Not all inflation news was good: Grocery prices jumped 12.0% in November

Not all the inflation news was cheery.

Backing out volatile gasoline and food prices, inflation in the U.S. slowed again last month, up 7.1% year-over-year. That was lower than economists' exception of a 7.3% increase, per Bloomberg data.

Still, the latest report was not great news for grocery shoppers: Food prices in November rose 12.0% year-over-year.

On monthly basis, the category increased by 0.5%, according to the Bureau of Labor Statistics' (BLS) November Consumer Price Index (CPI).

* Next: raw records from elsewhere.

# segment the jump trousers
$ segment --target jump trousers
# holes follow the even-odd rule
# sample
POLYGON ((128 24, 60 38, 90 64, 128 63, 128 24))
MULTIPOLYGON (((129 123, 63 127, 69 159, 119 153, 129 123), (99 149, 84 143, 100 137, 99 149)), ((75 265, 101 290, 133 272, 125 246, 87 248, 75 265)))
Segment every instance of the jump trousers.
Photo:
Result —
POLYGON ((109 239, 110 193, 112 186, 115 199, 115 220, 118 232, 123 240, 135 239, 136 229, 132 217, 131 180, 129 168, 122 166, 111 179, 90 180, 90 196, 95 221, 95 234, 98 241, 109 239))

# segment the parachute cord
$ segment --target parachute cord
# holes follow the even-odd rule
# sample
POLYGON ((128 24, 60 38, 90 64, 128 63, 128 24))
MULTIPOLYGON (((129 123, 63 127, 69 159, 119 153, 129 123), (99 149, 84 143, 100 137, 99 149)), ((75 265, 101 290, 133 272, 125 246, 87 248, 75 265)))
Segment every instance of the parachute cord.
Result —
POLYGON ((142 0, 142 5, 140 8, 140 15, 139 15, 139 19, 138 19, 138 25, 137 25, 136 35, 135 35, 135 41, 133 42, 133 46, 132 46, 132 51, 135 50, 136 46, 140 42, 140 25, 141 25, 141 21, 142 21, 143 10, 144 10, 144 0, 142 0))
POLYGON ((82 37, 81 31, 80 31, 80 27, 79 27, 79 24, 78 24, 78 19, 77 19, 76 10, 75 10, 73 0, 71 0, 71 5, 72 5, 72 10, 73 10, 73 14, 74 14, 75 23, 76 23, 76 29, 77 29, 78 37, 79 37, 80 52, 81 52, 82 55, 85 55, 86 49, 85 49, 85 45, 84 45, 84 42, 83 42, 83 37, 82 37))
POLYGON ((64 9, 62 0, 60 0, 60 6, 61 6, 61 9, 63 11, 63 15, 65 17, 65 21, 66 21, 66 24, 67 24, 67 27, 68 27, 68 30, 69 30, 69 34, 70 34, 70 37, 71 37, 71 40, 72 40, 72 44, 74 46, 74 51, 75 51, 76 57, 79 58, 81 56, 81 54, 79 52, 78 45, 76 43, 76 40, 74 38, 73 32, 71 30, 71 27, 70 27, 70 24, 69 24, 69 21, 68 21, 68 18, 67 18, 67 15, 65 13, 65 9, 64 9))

That's compared to an increase of 0.4% in October 2022, which was the lowest jump since December of 2021 on a month-to-month basis.

The silver lining: BLS economist Steve Reed told Yahoo Finance that compared to the summer months, which saw a 1 or more percent increase month-over-month for groceries, there's been a deceleration. He said this month-over-month change of a 0.1% higher than October can be seen as more or less the same.

One key reason why the consumer price index for food at home didn't get "an extra deceleration this month"? The price of fruit and vegetables: up 1.4% overall, with apples (up 3.2%), citrus fruits (up 2.8%), lettuce (up 8.9%), among spikes.

Reed noted on a call that while the price jumps are not "outrageous" given recent context, "it's enough…to give us that larger increase last month."

In the past year, the cost of fruits and vegetables was impacted by weather conditions, the cost of production and transportation to get the goods to stores, in addition to higher costs for fertilizer and fuel.

Other foods price jumps on a monthly basis: eggs (up 2.3%), which was far lower than October's 10.1% month-over-month jump, flour and prepared flour mixes (up 1.5%), fresh biscuits, rolls, muffins (up 2.2%), cakes, cupcakes and cookies (up 1.3%), dairy (up 1.0%), and ham (excluding canned, up 0.8%).

Items that saw a decline month-over-month include meats, poultry, and fish (down 0.4%), potatoes (-1.4%), dried beans, peas and lentils (down 0.7%), and sugars and sweets (-0.3%).

Fats and oils saw no change change month-over-month, but year-over-year they are still up significantly, 21.8%.

One aspect of November's CPI data that is encouraging though is moderation in energy and gasoline costs, which in turn impacts of the cost to produce and transport food, Reed said.

In the month of November, the overall energy sector decreased 1.6% with fuel in particular, down 2.1%.

Prices are still much higher for than this time last year though, energy is up 13.1% for the overall category with fuel oil up 65.7%.

Investors seemed encouraged by the overall report on Tuesday, with all major indices moving higher in early trading. Also, on Wednesday, members of the Federal Open Market Committee (FOMC) are poised to lift rates by 50 basis points, a slowdown from the 0.75% increases delivered over the past four meetings, Alexandra Semenova reported.

Economic Cycle Research Institute Co-Founder Lakshman Achuthan told Yahoo Finance that inflation already peaked and "we can lay that to rest," but it's not all hunky dory.

The "problem is that it's sticky, it's (not) going down…fast enough for the Fed to do any pivoting anytime soon in terms of actually cutting rates," he said. "I think what the market is hoping for….is that there's light at the end of the tunnel and they're going to cut really soon. It's going to take a much sharper drop in inflation for that to happen and I think we'll get there."

When might we get there? Well, it'll happen with a recession, Achuthan added.

And that's a problem, too, "because a recession really brings down those prices really fast and so, be careful what you wish for."